Bring on the Pig-ment-Skin
Bring on the Pig-ment-Skin
As summer comes to a close and long hot days become abbreviated and alleviated with cooler temps and sweater worthy evenings--September is here. With it, the beauty of harvest and fall is underway. Undeniably my favorite time of the year; the anticipation, the realization of another season. Nervously…… we wait. The hopes, the expectations— will it be as good as last year? Will this year bring the success of another triumph? Will we get the points and revel in great scores? It has finally arrived.
That’s right… are you ready for some football!?
Regular season NFL starts this week and the pigskin is finally back in action. Of course, while the football is being passed and punted on the gridiron the red zone has officially been crossed at my house. Bring on the pigment!
All wine grapes contain clear juice. Although there are a few varietals with tinted juice it is extremely rare.

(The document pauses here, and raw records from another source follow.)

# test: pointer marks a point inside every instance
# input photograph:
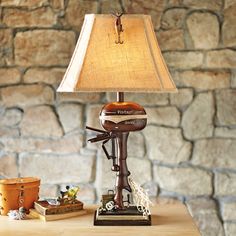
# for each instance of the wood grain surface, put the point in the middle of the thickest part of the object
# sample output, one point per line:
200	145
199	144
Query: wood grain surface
168	219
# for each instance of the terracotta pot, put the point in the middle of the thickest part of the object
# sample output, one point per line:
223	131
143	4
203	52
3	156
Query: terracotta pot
18	192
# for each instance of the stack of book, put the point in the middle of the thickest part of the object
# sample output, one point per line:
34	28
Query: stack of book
46	212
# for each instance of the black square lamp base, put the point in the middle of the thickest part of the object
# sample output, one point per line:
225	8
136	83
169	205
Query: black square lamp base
128	217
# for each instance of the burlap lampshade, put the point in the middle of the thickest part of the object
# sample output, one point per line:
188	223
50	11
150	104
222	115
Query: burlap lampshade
100	64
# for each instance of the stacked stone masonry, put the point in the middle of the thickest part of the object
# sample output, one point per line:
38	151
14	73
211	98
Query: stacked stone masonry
188	149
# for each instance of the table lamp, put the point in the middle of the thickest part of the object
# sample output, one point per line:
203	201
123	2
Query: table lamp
119	53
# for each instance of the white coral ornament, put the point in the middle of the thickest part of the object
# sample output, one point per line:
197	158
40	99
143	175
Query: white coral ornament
17	214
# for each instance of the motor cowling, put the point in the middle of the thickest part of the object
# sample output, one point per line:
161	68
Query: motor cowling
123	117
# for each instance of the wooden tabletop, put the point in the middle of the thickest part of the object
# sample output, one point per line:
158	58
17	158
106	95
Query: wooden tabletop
167	220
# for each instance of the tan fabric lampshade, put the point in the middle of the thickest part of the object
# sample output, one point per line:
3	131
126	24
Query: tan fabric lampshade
100	64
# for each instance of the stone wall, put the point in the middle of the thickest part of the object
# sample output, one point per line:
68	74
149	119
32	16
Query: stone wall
187	151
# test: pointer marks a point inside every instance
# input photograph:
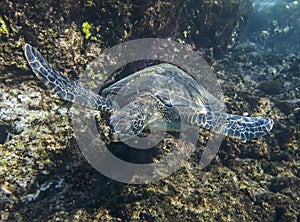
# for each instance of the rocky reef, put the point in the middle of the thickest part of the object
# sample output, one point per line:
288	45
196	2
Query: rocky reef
44	176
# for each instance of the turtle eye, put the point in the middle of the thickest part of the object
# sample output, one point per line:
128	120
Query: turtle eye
164	101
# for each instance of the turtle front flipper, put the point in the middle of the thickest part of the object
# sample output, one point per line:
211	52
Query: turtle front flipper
64	87
240	127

Red wine becomes colored or pigmented in the winemaking process. The liberated or pressed juice of black grapes are fermented in contact with the skins. Since the skins contain all the color, fermentation with the skins extracts this color to the juice and resultant wine. The skin of black grapes also contains complex elements that not only result in this pigmented juice, but imparts tannins and many healthful antioxidants.
My match-up this week includes Cabernet Sauvignon; and since it doesn’t get much more pigmented than this thick-skinned varietal… well….. this pairing calls for a pepper spiked little pig of my own to mark the occasion.
Cheers, or as they say on the field—get ready for kickoff!
No need for binoculars! View this action live and in person from the proverbial 50 yard line! Fall is the time of year for a trip to wine country. Watch the winemaking process from Castello di Amorosa’s home field, the crush pad!
Talk about score! Robert Parker gave Castello di Amorosa’s 2009 Cabernet Sauvignon 91 points! This 100% Cabernet Sauvignon is brawny with loads of muscle yet exhibits a graceful and elegant mouth feel. Brooding deep dark fruit with a hint of spice box and black pepper. Touchdown!
Simple, quick and delicious. This meal won’t keep you away from important plays! I sprinkled the tenderloin with sea salt and garlic powder then very generously coated it with coarse ground pepper. Bake at 350 degrees until the center of the loin reaches 150 deg. Let rest for 10-15 minutes before serving. The peppery seasoned tenderloin plays off the dark fruit of the Cabernet. After Sunday’s match-up this makes for incredible sandwiches to enjoy the next night...during Monday Night Football!